Exposition individuel
Exposition #2: Au-delà du visible
Dar Sanâa - Tétouan - Mars 2015
Préambule et chroniques d’un homme d’art solitaire
Dans les premières peintures figuratives de Riad Bouhlal, l’artiste, les couleurs et les lumières de Tétouan se reflètent, se transformant en « joie intense », comme l’a souvent répété l’artiste Riad Bouhlal. Ses peintures figuratives surtout dans les premières étapes de son expérience, sont techniquement au même niveau que celles de la première génération des Beaux-Arts notamment Ahmed Ben Yessef, Ahmed M’ghara et Saad Ben Seffaj ; elles étaient très appréciées même par les artistes les plus renommés et par le public de Tétouan. Ceci l’incite à réaliser d’autres expositions personnelles ; à Tétouan, à Tanger, puis à Marrakech, et d’autres collectives ont suivi avec des artistes espagnols à Tétouan, à Rabat, à Fès et en Espagne (Ceuta et Madrid). Pour plus d’information sur le développement artistique de l’artiste, voir l’exposition (Regard sur Tétouan et ses environs).

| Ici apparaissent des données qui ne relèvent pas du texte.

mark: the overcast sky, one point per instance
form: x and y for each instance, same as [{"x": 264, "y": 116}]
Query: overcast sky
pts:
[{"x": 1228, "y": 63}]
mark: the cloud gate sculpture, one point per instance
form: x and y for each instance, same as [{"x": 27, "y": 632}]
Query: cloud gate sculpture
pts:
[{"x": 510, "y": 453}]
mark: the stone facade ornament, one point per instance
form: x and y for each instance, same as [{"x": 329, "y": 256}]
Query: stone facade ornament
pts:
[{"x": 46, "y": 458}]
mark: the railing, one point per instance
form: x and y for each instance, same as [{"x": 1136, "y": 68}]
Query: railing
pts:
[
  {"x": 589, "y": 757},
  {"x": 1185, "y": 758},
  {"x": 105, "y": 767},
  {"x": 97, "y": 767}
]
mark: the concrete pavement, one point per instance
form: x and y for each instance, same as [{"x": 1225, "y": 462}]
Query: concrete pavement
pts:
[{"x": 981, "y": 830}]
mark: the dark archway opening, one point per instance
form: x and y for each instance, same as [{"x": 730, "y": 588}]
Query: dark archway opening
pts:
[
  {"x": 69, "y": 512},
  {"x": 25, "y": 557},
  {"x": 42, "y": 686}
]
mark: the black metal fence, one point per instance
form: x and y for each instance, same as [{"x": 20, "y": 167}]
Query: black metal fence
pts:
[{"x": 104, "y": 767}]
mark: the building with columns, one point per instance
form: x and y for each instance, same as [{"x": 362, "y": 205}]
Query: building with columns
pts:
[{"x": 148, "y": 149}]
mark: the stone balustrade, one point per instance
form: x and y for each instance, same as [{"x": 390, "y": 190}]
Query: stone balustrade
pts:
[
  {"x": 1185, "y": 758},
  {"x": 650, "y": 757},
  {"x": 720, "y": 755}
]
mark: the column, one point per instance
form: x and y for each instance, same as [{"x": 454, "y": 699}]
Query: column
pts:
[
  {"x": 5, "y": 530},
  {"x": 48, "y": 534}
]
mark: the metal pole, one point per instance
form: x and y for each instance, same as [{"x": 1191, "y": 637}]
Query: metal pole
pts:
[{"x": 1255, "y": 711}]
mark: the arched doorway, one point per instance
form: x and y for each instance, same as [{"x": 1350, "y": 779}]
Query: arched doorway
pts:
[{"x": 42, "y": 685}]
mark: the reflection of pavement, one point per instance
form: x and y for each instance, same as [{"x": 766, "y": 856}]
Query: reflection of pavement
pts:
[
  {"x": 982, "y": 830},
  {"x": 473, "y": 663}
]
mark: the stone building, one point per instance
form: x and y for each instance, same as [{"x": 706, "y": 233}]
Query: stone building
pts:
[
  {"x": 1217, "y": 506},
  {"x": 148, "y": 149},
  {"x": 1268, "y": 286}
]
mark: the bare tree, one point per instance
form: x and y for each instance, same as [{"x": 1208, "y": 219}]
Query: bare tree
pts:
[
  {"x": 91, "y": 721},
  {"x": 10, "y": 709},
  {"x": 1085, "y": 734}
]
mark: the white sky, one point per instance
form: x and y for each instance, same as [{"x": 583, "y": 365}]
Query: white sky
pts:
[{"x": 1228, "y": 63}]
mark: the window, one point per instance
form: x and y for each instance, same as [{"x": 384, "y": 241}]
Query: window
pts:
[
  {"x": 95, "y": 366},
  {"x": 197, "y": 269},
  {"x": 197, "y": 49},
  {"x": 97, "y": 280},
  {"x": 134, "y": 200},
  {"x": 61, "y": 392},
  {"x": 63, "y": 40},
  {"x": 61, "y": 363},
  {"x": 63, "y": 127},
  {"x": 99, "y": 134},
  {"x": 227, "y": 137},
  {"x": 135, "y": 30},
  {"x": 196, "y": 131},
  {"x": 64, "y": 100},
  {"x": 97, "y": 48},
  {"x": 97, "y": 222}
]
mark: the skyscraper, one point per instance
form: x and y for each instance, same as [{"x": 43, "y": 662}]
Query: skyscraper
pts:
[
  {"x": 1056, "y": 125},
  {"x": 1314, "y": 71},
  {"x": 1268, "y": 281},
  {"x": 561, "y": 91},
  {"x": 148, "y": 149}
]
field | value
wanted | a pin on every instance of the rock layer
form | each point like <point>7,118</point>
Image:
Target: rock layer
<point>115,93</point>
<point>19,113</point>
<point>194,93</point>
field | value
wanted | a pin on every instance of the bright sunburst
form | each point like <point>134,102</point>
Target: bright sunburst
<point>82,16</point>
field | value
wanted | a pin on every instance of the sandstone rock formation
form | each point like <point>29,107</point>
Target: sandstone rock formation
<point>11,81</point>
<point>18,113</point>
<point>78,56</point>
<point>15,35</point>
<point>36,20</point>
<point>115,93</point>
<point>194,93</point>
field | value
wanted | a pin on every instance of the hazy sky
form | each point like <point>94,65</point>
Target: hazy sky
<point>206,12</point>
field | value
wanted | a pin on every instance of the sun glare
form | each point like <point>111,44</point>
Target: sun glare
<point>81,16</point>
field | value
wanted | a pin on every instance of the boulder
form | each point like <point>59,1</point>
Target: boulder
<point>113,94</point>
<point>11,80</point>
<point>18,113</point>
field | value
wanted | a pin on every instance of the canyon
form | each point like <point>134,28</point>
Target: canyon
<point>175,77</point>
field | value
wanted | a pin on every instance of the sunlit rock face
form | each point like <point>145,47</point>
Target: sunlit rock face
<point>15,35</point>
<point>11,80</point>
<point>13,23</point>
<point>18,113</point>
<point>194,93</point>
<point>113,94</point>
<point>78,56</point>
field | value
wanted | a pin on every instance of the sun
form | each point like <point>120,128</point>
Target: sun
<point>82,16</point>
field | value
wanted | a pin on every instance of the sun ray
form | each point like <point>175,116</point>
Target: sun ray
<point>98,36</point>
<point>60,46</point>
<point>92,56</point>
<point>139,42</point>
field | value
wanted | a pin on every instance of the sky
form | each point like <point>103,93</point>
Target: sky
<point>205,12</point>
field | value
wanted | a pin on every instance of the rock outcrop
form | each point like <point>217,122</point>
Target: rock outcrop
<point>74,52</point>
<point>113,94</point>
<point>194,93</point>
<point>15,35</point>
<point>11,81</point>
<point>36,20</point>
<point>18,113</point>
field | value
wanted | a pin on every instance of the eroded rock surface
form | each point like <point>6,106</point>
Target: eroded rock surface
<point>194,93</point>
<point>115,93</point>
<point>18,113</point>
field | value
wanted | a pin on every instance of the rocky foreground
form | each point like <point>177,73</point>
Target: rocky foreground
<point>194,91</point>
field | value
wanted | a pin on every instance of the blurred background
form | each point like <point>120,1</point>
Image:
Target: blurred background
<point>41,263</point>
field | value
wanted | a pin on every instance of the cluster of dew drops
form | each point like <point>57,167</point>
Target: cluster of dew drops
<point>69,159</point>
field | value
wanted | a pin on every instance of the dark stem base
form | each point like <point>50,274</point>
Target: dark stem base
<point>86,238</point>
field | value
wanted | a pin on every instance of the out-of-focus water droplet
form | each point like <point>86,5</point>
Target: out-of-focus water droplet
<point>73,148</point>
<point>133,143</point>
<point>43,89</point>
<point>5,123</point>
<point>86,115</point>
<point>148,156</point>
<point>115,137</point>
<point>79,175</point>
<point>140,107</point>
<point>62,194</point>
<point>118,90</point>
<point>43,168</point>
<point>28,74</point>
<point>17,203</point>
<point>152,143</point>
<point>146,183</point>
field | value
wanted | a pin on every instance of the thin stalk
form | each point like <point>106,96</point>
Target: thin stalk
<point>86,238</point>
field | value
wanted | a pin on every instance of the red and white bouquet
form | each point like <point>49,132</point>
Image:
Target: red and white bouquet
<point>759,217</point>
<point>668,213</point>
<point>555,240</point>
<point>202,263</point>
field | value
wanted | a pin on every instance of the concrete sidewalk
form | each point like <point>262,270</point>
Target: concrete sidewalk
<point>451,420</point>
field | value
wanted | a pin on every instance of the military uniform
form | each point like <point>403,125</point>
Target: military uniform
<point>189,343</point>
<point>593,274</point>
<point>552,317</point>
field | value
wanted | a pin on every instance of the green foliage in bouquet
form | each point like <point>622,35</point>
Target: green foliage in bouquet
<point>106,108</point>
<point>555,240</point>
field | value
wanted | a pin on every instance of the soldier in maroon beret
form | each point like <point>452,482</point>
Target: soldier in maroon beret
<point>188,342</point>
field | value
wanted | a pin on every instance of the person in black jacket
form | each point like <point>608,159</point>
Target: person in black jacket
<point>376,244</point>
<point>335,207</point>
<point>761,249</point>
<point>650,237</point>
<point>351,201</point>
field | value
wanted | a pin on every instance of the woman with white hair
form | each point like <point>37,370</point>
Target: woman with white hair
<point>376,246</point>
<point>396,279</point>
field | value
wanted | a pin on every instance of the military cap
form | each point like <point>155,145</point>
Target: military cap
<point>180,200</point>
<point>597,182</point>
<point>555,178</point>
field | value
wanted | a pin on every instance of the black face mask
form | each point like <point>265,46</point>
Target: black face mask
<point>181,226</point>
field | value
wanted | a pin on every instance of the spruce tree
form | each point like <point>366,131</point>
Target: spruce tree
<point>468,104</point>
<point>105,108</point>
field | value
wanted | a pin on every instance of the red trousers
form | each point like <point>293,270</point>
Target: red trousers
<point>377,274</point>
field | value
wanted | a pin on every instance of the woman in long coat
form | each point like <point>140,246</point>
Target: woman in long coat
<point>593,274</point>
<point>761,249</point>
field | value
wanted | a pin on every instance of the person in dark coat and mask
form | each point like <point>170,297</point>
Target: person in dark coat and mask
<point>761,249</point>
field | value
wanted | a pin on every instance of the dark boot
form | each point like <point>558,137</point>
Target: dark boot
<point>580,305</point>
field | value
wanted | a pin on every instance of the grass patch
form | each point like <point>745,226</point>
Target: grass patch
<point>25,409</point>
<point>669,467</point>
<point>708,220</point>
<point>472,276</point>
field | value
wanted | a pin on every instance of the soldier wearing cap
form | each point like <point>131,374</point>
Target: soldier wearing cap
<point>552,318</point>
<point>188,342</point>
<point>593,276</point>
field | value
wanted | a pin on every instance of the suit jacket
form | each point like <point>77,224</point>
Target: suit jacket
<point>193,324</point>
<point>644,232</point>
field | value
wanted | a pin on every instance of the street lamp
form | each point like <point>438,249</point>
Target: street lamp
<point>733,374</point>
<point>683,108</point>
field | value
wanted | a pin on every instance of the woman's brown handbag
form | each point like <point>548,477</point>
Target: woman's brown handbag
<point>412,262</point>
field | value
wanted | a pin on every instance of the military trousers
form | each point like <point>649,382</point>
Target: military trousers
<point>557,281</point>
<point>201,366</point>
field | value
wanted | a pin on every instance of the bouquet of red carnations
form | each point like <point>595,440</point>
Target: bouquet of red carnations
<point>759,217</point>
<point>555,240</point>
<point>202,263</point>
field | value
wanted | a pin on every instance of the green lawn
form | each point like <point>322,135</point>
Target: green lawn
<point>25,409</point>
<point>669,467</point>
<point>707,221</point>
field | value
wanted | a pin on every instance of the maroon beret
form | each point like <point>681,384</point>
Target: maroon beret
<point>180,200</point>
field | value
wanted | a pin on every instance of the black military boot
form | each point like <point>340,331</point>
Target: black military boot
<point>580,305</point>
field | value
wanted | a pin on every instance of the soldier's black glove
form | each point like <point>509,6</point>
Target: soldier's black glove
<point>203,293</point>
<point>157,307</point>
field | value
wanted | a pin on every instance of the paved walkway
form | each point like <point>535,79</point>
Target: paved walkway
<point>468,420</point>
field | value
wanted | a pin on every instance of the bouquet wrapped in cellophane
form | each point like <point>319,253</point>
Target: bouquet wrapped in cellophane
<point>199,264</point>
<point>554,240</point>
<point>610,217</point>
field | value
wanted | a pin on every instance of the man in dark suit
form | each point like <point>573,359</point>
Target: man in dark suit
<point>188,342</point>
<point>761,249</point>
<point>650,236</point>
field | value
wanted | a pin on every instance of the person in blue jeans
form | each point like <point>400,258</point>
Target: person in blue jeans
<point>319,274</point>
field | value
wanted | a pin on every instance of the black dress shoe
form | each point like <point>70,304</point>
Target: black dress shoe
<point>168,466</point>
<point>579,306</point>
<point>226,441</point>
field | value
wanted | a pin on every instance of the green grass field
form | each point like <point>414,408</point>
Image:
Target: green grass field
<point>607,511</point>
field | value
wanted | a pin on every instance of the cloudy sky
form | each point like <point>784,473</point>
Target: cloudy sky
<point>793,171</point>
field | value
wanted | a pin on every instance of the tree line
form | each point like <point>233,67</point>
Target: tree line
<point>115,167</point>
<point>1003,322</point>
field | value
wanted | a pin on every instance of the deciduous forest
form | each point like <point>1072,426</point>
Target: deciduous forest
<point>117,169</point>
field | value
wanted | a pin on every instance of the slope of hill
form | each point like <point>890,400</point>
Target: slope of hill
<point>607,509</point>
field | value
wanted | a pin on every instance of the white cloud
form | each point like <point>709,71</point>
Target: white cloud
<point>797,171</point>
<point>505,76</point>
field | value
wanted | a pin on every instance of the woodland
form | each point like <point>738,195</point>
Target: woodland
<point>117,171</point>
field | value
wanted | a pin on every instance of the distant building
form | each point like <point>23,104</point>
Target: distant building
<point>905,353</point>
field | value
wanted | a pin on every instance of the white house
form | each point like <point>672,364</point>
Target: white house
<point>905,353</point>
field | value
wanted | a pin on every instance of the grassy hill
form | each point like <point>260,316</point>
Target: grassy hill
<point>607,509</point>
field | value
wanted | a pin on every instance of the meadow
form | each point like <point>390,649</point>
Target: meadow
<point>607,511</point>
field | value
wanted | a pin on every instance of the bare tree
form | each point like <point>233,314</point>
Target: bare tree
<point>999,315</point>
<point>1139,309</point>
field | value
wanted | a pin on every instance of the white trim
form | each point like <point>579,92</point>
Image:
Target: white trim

Un changement remarquable s’est produit dans la vie, et par conséquent dans l’art de Riad Bouhlal pendant le confinement du Coronavirus. Le médecin entré en isolement, s’est occupé en peignant et en se plongeant davantage dans l’art. Peindre en silence faisait partie de son voyage spirituel au calme. Le voyage était silencieux comme une prière, mais aussi chaotique, difficile et épuisant. Il sent l’adrénaline de la peinture monter en lui. Durant tout le confinement, son art a parlé plus que sa bouche. Son inspiration l’envahit et il part en terra incognita. Plus il s’attarde sur les peintures inachevées, plus il découvre diverses facettes qu’il n’a jamais vues auparavant. L’art abstrait texturé qu’il produisait ressemblait à des histoires visuelles. Chaque couche raconte une expérience différente, une autre émotion qu’il a ressentie en peignant. Il a pris son temps ; à l’instar du confinement il n’avait pas de date limite. Il a simplement apprécié le processus complet et la découverte d’émotions complexes. Ces émotions étaient le point culminant de son voyage et de sa propre expérience. Cela semblait en quelque sorte comme si on jetait une sorte de lumière sur sa propre expérience du monde.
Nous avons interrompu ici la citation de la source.